The Daily Express had both of their TV men in action last night. One was Robert Cannell who was watching the BBC play The Hole in the Wall, which he describes as “one of the most realistic plays… since 1984” but adds “There was not one complaint” despite the play featuring “two murders” and “more grim and ghastly realism” when “‘Blind George’ set the place on fire.” The other, Cyril Aynsley, watching ITV, appears to have been more interested in the advertisements than in anything else and he too mentions that the first break consisted of ads for toothpaste, drinking chocolate and margarine. The second break included one for cheese.
After the variety show, an ad for “soap powder was hardly off the screen when Robert Morley introduced three filmed excerpts of plays” and during the boxing there were commercials for “beer, radio sets and electric lamps”.
And lastly, to The Manchester Guardian. Bernard Levin seems not to have been put off by the Guildhall speeches describing the Lord Mayor as “nervous” and Dr Charles Hill as “pugnacious”. Levin too found the variety show indistinguishable from those on the BBC describing it as “well up (or some would say down) to BBC standards”. The boxing, he felt, improved upon previous coverage because the commentators – Len Harvey and Tony Van den Bergh – “confined themselves almost entirely to inter-round summaries” and did not generally describe something which “we could perfectly well see for ourselves.”

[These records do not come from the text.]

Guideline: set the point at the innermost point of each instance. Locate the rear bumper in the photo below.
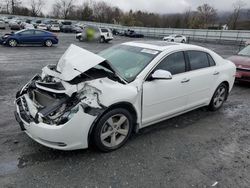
(243, 75)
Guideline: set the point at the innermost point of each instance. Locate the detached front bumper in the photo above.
(69, 136)
(243, 75)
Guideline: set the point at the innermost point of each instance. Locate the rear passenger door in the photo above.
(26, 37)
(201, 76)
(39, 37)
(163, 98)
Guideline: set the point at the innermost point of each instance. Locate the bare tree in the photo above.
(238, 5)
(14, 4)
(36, 7)
(207, 14)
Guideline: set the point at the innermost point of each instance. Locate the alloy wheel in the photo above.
(12, 42)
(220, 97)
(115, 130)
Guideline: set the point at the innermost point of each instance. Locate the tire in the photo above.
(12, 42)
(219, 97)
(108, 134)
(102, 40)
(48, 43)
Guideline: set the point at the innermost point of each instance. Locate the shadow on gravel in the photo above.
(44, 154)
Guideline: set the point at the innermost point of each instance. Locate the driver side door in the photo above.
(163, 98)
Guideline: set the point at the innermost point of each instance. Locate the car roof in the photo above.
(163, 45)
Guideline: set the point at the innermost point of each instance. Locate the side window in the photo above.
(174, 63)
(104, 30)
(28, 32)
(198, 60)
(39, 32)
(211, 60)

In response to those who felt that the introduction of commercial television was an evil in itself, Levin concludes, “speaking as subjectively as possible, I feel neither uplifted nor depraved by what I have seen. But perhaps the deeper moral effects will make themselves felt only over a period of years.”

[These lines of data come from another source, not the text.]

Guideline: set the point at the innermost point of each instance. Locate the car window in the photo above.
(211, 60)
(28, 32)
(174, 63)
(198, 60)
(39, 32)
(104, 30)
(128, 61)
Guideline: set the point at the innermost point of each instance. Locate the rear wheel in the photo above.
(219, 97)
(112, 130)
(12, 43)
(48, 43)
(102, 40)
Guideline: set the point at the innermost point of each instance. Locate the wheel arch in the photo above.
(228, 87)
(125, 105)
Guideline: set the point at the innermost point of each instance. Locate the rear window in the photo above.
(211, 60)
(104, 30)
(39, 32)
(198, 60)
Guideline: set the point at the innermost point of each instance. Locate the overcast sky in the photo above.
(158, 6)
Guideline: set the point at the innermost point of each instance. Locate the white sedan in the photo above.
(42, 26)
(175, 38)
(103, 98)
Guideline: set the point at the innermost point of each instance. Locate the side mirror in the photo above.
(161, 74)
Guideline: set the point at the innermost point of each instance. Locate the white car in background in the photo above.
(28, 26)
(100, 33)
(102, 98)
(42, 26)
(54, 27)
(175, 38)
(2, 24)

The paper’s Radio Critic (RC) enjoyed Richard Dimbleby’s trip up the Eiffel Tower last night and felt that “It was probably the right things for the BBC to put on a substantial play in the middle of the evening” but Philip Mackie’s The Hole in the Wall “was not the right play” having actors which “carried no conviction” and finding much “overdone”.

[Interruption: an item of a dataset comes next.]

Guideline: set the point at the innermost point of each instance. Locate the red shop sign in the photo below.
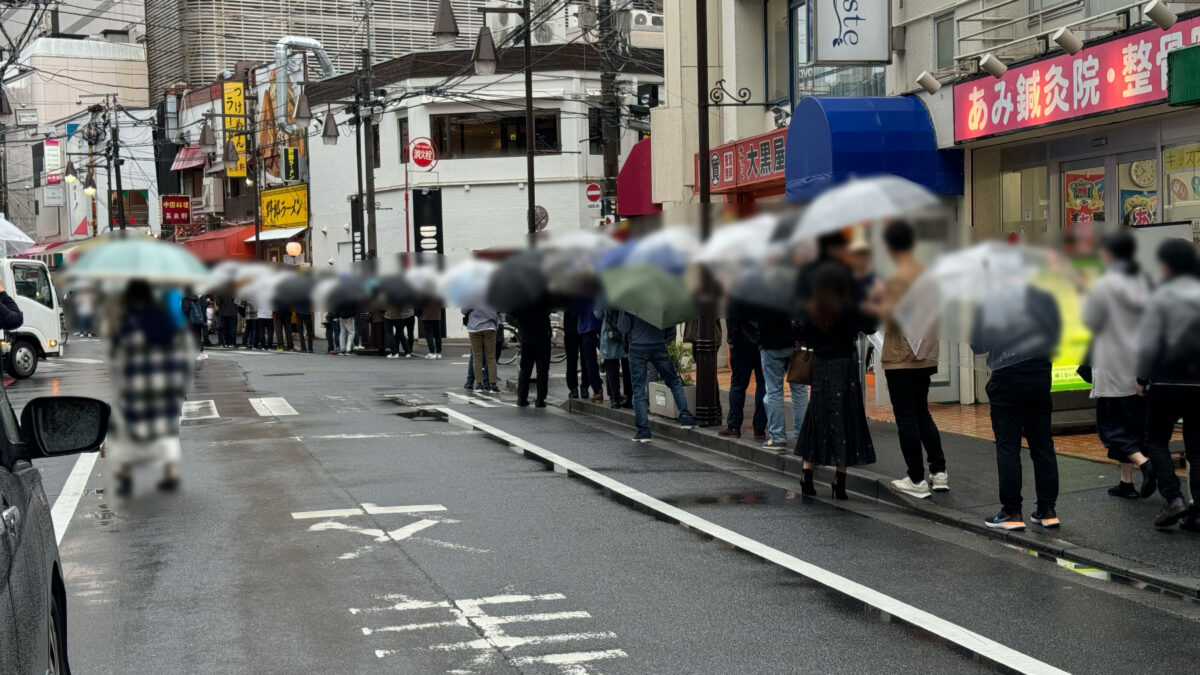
(1119, 73)
(177, 209)
(750, 161)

As well as a brief report in its late night newsreel, which included pictures of the opening ceremony at Guildhall, the BBC acknowledged its competitor in two other ways. Firstly, the new announcement “This is the BBC Television Service” was repeated between each programme and secondly in Animal, Vegetable, Mineral? when Sir Mortimer Wheeler observed to his colleague Professor Thomas Bodkin: “Come, come Tom, it doesn’t matter what you say. Nobody is watching us tonight.” He was very wrong, of course. In and around London a majority may well have been tuned in to independent television but beyond the south Animal, Vegetable, Mineral? was king.
The Guardian actually finds things televisual to write about which do not concern the events of yesterday evening. Two books which I have mentioned previously, both of which are entitled Writing For Television, come up for review. To repeat, to save you looking, the one is by Basil Bartlett, a drama script supervisor of the BBC television service (Allen and Unwin, 9s 6d) and the other by writer and producer Arthur Swinson (Black, 16s). The reviewer appears to commend both, while finding more technical detail in Swinson’s.
He, if it is a he, comes to an interesting if, perhaps, controversial conclusion: “It will be a good thing if people who can write are helped by these books to offer possible scripts to the BBC, for it will be there and not in the commercial programmes that new and interesting dramatic and documentary work will get its chance.”